5. Modeling Label Dependencies and Label Structure
Explicit modeling of label dependencies is historically seen as crucial in multi-label classification. However, the analysis in (Read et al., 2015) establishes that label dependency is often a consequence of base model limitations rather than inherent to the data. Feeding the label vector as input to middle layers allows the model to capture global co-occurrence patterns and reduces the need for explicitly learned dependency structures or combinatorial inference over label subsets.
InstructNet (Aurpa et al., 20 Dec 2025) does not replicate classifier-chaining, but refers to future directions involving graph-based or co-attentive label modeling, hierarchical architectures, and conditional label embeddings for more refined dependency exploitation. A plausible implication is that such techniques could further improve F1, particularly in settings with high label correlation or when extending to large, open taxonomies.
6. Current Limitations and Future Directions
Both InstructNet and CrisisSense-LLM outline open challenges:
- Label Imbalance and Sparsity: Simple frequency filtering (e.g., label cutoff) still leaves long-tail label frequencies and under-represented classes (Aurpa et al., 20 Dec 2025, Yin et al., 16 Jun 2024).
- Label Structure Modeling: Proposals include adopting graph-based dependency encoders, hierarchical classification, and label embedding strategies (Aurpa et al., 20 Dec 2025).
- Instruction/prompt Sensitivity in LLMs: Instruction-tuned LLMs are sensitive to prompt format; performance drops $14$– if the prompt at inference diverges from the training template (Yin et al., 16 Jun 2024).

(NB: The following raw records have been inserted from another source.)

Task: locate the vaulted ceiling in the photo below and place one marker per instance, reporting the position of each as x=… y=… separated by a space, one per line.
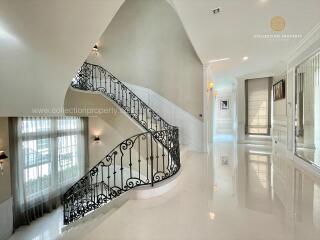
x=42 y=45
x=232 y=33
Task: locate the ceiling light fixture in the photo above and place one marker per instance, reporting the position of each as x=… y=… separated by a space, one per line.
x=219 y=60
x=215 y=10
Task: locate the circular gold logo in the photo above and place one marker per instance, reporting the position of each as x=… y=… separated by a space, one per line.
x=278 y=23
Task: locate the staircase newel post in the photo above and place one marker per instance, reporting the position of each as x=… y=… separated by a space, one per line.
x=151 y=158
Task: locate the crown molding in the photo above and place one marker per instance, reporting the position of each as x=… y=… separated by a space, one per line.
x=310 y=38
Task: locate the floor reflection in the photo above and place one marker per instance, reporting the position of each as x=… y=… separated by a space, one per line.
x=281 y=193
x=236 y=192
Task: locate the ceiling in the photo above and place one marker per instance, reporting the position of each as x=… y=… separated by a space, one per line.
x=42 y=45
x=232 y=33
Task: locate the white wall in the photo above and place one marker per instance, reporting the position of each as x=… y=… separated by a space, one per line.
x=42 y=45
x=279 y=122
x=224 y=119
x=5 y=184
x=146 y=45
x=190 y=128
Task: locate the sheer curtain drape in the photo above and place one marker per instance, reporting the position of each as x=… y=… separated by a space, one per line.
x=49 y=155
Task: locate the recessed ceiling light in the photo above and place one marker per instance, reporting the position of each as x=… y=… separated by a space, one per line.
x=215 y=10
x=219 y=60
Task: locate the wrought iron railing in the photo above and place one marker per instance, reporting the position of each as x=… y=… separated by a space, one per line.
x=143 y=159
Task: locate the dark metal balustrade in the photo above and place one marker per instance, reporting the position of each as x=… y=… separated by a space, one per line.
x=143 y=159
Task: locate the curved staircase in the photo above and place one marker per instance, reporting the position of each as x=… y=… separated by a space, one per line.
x=143 y=159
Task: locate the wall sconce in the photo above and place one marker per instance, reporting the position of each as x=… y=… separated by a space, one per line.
x=2 y=157
x=95 y=49
x=210 y=86
x=96 y=138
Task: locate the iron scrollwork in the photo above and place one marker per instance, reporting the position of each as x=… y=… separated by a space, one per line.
x=143 y=159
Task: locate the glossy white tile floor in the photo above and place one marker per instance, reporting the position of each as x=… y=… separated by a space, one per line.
x=239 y=192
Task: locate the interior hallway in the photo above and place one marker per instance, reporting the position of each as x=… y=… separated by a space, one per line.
x=243 y=187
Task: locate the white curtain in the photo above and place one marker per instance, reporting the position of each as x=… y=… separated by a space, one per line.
x=50 y=156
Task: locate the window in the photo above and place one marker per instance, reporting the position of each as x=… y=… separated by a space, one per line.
x=51 y=155
x=307 y=110
x=258 y=106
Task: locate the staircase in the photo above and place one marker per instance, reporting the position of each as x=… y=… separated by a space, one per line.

- Scaling to Longer Inputs: Handling full instructional articles or multi-step procedures may require sparse attention architectures such as Longformer (Aurpa et al., 20 Dec 2025).
- Threshold Calibration and Metric Extensions: Thresholding per-label, optimizing Fβ, and extending evaluation to detailed micro/macro metrics are proposed to better accommodate skewed label distributions (Aurpa et al., 20 Dec 2025, Yin et al., 16 Jun 2024).
- Catastrophic Forgetting: Particularly in PEFT, models may lose the ability to generate valid outputs after extended training epochs (Yin et al., 16 Jun 2024).
- Multi-modal Integration: For richer context (e.g., disaster informatics), future work includes the addition of image and location features to the classification pipeline (Yin et al., 16 Jun 2024).
7. Broader Applications and Generalization
Multi-label instruction classification methods are domain-agnostic. Instruction-based LLM fine-tuning, transformer-based multi-label heads, and label-augmented neural models have demonstrated transferability to domains such as medical coding, multi-aspect sentiment, and procedural text classification in knowledge bases. Parameter-efficient fine-tuning (e.g., LoRA) enables resource-conscious adaptation of large models to new multi-label taxonomies (Yin et al., 16 Jun 2024). Table-driven instruction template approaches facilitate transparent and extensible task specification.
A summary table of representative approaches and their core properties:
| Approach | Architecture | Core Mechanism |
|---|---|---|
| InstructNet (XLNet) | Transformer + FC Head | Sigmoid multi-label prediction; permutation LM |
| BERT/BERT-Base Baseline | Transformer + FC Head | Masked LM; sigmoid multi-label prediction |
| Label-as-Hidden-Nodes | FFN + Label Feedback | Labels as layer input; implicit dependency |
| CrisisSense-LLM | Instruction-tuned LLM (LLaMA) | Prompt-based multi-output conditioning |
The development of robust, efficient, and generalizable multi-label instruction classification systems remains a priority as procedural and multi-aspect textual information proliferates. Recent advances validate both transformer-based and label-augmented architectures and highlight the continuing need for innovations in modeling label structure, prompt robustness, and multi-domain generalization (Aurpa et al., 20 Dec 2025, Read et al., 2015, Yin et al., 16 Jun 2024).